Lift and shift architecture overview
A production HPC environment in the cloud comprises several components. There are some core components to stand up an environment, such as a job scheduler, a resource provider, an entry pointer for the user to access the environment, compute and storage devices, among others. As the environment gets into production, monitoring, observability, health checks, security, identity management, accountability, different storage options, among other components, start to play a critical role.
There are also extensions that could be in place, such as sign-in nodes, data movers, use of containers, license managers, among others that are dependent on the installation.

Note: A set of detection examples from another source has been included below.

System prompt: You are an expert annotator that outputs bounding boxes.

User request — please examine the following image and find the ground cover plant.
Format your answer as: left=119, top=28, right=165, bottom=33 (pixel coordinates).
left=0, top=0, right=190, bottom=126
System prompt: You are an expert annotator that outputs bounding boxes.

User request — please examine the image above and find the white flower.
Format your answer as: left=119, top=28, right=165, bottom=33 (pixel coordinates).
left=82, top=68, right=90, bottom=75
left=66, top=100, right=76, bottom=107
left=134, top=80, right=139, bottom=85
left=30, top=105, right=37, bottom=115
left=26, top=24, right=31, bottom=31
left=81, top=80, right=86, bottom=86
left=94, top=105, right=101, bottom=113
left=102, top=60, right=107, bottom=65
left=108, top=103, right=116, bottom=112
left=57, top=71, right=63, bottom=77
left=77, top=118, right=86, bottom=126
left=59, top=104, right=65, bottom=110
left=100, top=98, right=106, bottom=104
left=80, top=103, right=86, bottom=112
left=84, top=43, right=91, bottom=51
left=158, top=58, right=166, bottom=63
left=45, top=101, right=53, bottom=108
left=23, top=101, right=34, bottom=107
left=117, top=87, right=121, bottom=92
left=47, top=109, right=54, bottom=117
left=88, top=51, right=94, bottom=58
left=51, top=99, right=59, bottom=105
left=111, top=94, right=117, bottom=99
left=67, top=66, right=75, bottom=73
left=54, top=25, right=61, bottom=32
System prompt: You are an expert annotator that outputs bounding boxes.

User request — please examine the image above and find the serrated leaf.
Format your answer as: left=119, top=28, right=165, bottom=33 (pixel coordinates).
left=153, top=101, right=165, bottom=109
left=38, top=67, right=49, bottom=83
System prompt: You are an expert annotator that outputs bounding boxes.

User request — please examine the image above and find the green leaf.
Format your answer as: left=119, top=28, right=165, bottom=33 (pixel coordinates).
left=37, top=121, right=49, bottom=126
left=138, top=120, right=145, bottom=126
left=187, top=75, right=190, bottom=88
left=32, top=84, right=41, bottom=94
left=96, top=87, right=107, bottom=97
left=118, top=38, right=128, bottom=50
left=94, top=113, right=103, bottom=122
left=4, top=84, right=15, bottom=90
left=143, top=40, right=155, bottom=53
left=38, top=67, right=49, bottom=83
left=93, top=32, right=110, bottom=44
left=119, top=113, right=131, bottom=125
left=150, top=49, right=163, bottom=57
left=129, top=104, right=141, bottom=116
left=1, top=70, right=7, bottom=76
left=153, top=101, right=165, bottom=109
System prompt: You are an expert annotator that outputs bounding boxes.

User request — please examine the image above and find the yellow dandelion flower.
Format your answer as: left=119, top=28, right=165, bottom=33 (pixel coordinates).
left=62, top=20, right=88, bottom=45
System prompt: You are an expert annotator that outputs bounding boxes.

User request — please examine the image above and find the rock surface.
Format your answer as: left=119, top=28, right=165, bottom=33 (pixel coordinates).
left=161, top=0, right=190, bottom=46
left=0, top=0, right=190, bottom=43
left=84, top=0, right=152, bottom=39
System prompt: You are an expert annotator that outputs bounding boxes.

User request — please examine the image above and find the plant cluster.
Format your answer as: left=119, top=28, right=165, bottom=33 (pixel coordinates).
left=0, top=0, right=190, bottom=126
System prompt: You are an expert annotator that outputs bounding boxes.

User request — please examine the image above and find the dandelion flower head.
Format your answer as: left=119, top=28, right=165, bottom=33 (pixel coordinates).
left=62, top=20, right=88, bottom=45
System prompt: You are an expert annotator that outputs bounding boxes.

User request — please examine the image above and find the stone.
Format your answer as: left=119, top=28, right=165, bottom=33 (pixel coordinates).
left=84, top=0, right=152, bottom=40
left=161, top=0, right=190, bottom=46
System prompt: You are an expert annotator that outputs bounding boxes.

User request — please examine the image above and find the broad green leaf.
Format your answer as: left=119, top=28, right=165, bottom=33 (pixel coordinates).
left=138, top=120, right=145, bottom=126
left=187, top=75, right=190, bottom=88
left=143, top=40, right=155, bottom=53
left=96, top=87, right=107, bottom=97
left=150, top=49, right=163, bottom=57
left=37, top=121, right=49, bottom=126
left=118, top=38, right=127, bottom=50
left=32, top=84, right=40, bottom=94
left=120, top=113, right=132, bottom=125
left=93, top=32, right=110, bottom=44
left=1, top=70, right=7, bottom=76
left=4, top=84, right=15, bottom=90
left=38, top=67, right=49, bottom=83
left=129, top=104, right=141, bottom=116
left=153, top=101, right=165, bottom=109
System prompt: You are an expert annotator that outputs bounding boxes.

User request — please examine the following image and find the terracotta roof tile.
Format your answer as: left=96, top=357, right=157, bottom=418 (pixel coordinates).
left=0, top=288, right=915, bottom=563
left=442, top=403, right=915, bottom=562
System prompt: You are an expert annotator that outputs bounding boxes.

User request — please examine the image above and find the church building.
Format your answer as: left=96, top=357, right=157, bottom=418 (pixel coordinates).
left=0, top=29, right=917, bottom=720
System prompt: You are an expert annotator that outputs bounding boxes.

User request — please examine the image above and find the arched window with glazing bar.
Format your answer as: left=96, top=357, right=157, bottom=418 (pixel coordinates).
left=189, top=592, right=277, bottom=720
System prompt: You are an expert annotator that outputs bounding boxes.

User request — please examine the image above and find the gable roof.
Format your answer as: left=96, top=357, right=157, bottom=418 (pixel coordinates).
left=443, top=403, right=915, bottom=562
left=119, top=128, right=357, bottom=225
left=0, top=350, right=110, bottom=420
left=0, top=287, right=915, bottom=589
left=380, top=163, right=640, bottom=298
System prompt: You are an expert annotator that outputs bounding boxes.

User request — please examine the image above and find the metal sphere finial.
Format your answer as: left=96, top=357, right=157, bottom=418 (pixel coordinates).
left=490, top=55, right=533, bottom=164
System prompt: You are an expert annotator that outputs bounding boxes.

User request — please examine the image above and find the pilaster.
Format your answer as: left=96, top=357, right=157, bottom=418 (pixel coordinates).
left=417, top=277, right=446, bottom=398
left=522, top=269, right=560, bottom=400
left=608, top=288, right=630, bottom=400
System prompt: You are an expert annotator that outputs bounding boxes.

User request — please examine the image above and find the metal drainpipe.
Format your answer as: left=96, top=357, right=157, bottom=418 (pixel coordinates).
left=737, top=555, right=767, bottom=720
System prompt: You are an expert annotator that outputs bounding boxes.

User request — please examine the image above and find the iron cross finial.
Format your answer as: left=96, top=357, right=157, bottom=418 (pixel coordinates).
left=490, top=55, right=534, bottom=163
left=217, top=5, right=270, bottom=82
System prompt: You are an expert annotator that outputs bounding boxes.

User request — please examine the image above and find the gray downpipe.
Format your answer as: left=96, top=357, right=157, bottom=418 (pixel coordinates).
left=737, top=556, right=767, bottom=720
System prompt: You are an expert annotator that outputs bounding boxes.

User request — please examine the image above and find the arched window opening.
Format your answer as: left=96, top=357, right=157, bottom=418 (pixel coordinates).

This production-level environment may have various components to be set up. Therefore, environment deployers and managers become key to automate its initial deployment and upgrade it along the way, respectively. More advanced installations can also have environment templates (or specifications) with software versions and configurations that are more optimal and tested properly. Once the environment is in production with all the required components in place, over time, adjustments may be required to meet user demands, including changes in VM types or storage options/capabilities.
Instantiating the lift and shift HPC cloud architecture
Here we provide more details for each architecture component, including pointers to official Azure products, tech blogs with some best practices, git repositories, and links to non-product solutions.
Quick start. For a quick start solution to create an HPC environment in the cloud with basic building blocks, we recommend using Azure CycleCloud Slurm workspace.